Mohamed Al Doura et le Parti des Médias

« A quoi bon ressortir cette vieille histoire ? » « De toute façon, le mal est fait ». Telle a été la première réaction de ceux à qui nous avons confié notre intention de revenir sur « l’affaire Al Doura ».

Mohamed Al Doura, pour ceux qui l’auraient oublié, est ce petit garçon palestinien dont France 2 a présenté, le 30 septembre 2000, la mort dans les bras de son père, dans des affrontements entre Palestiniens et soldats israéliens au carrefour de Netzarim à Gaza. Monté et commenté par Charles Enderlin, le correspondant de France 2 à Jérusalem à partir d’images tournées par son cameraman palestinien Talal Abu Rahma, ce reportage a fait le tour du monde.
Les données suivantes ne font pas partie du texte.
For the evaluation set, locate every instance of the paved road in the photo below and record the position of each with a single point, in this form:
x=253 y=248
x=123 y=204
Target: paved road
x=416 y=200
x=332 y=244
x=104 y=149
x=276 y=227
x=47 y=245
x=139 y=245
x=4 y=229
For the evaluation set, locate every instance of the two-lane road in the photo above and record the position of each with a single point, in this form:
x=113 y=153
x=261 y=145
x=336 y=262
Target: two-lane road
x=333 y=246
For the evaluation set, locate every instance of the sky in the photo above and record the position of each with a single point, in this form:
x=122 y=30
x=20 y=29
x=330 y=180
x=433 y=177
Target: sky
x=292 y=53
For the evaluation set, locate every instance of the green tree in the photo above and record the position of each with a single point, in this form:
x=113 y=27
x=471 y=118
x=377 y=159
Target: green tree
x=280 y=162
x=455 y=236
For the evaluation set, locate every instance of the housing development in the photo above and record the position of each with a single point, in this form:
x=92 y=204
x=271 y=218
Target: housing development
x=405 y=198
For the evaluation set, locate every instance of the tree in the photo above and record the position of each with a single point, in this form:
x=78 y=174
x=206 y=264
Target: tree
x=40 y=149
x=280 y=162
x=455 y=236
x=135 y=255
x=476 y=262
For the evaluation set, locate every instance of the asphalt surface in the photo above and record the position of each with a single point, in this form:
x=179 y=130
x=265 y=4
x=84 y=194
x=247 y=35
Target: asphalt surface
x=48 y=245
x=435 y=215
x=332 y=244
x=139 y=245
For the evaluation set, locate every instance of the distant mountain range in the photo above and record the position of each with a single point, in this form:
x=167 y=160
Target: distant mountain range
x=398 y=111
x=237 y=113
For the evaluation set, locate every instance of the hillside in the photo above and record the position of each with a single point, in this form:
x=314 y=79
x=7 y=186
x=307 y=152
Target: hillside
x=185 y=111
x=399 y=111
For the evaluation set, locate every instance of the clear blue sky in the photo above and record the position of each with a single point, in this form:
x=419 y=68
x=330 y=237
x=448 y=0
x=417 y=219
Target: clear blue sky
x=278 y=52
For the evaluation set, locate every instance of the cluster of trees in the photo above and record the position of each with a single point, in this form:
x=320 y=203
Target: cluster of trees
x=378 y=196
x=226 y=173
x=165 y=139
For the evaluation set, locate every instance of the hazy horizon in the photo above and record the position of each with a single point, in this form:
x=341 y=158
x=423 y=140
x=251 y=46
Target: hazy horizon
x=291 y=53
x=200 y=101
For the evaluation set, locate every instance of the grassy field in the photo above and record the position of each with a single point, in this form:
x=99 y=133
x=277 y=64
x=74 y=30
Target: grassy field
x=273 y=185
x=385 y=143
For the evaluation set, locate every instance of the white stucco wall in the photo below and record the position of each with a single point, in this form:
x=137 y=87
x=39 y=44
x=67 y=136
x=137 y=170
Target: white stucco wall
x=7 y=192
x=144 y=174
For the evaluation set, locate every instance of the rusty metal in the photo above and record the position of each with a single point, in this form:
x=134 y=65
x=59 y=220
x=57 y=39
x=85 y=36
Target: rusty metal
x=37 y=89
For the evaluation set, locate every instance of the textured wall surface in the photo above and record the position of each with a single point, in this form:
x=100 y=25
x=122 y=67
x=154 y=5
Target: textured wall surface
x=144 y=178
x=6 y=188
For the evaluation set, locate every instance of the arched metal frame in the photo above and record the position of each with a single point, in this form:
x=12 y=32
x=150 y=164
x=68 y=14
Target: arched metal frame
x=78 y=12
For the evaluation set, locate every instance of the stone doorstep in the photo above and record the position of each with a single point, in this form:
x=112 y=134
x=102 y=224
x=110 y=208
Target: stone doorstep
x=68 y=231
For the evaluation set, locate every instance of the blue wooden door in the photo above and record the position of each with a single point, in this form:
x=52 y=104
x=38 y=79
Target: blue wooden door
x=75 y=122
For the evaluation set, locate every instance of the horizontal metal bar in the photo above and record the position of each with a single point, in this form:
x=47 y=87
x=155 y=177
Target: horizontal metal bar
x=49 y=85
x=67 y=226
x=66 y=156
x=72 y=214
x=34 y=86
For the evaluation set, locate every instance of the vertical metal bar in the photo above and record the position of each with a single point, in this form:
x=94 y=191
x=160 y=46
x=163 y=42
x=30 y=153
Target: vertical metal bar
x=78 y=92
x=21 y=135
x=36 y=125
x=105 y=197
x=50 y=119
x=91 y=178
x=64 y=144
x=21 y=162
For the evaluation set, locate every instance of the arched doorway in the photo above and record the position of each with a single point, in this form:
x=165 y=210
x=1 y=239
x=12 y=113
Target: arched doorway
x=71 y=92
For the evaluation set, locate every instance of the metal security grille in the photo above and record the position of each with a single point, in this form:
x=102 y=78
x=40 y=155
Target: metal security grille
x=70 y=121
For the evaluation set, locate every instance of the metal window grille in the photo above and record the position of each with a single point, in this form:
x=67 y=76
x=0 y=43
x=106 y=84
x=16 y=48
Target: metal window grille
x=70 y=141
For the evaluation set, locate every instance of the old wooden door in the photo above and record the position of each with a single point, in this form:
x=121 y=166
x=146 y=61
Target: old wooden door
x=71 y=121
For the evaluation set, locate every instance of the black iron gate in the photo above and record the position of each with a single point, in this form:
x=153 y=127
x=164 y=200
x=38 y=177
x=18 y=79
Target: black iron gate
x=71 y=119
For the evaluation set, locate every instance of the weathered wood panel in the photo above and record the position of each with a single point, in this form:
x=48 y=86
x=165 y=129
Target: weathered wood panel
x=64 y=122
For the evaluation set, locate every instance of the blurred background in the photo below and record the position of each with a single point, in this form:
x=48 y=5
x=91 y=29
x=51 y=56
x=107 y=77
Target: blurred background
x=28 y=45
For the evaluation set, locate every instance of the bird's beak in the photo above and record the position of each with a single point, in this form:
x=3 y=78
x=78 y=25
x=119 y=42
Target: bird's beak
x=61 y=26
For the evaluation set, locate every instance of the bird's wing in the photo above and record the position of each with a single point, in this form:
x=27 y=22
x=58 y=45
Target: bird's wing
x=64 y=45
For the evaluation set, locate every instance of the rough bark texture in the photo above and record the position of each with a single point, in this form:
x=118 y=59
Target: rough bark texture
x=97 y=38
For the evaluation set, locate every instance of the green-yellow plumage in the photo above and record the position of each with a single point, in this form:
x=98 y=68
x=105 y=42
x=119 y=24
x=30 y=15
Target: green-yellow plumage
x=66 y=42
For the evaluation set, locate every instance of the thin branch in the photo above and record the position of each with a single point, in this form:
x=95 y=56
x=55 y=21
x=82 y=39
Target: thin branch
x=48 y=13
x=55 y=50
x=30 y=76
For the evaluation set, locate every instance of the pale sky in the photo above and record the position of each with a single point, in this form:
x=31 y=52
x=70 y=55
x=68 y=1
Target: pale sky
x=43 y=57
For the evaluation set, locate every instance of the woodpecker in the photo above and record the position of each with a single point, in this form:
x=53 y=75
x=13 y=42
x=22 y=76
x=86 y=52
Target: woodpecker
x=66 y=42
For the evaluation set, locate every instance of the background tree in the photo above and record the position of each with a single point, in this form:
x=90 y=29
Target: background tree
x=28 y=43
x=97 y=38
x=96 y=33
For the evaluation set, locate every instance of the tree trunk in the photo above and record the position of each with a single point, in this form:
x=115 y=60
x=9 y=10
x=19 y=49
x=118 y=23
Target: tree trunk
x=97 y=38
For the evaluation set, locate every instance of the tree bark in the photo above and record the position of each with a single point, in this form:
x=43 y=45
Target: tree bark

L’enfant est devenu une icône dans le monde arabe et au-delà[1. Rappelons que Catherine Nay a cru bon d’affirmer que l’image de Mohamed effaçait celle de l’enfant juif du ghetto tenu en joue par des SS]. On a donné son nom à des rues, à des écoles, des timbres à son effigie ont été édités, des chansons et poèmes ont célébré sa mémoire. Bref, le petit Mohamed est, pour des millions de personnes à travers le monde, un symbole, un symbole de la barbarie israélienne, voire, pour certains, de la bestialité juive.

C’est vrai, le mal est fait. L’impact de cette image ne sera pas effacé. La « Place de l’Enfant martyr palestinien » à Bamako ne sera pas débaptisée. Du point de vue du conflit israélo-palestinien, l’épisode est clos. D’autres visages, d’autres morts, d’autres souffrances sont venues, depuis huit ans, peupler les vies et les imaginaires.

Restent les questions posées au journalisme télévisé et au journalisme tout court. Questions d’autant plus pressantes que voilà presque huit ans qu’elles demeurent sans réponse. Aux doutes et interrogations suscités par son reportage, France 2 a répondu par le silence ou le mépris – en fonction de la surface sociale de ceux qui l’interrogeaient[2. Denis Jeambar qui était alors patron de L’Express et Daniel Lecomte, producteur de télévision, ont eu droit à un traitement de faveur lorsqu’ils ont enquêté sur l’affaire en octobre 2004. En effet ils ont été invités par la direction de France 2 à visionner les vingt-sept minutes de rushes réalisées par Talal Abu Rahma, ce qui a été refusé à beaucoup d’autres, notamment Elisabeth Lévy pour l’édition du Premier Pouvoir sur France Culture consacrée à l’affaire le 26 février 2005.]. Et quand ces doutes se sont transformés en polémiques, la profession a fait corps autour de l’un des siens, odieusement attaqué, contribuant au passage à transformer l’affaire Al Doura en affaire Enderlin.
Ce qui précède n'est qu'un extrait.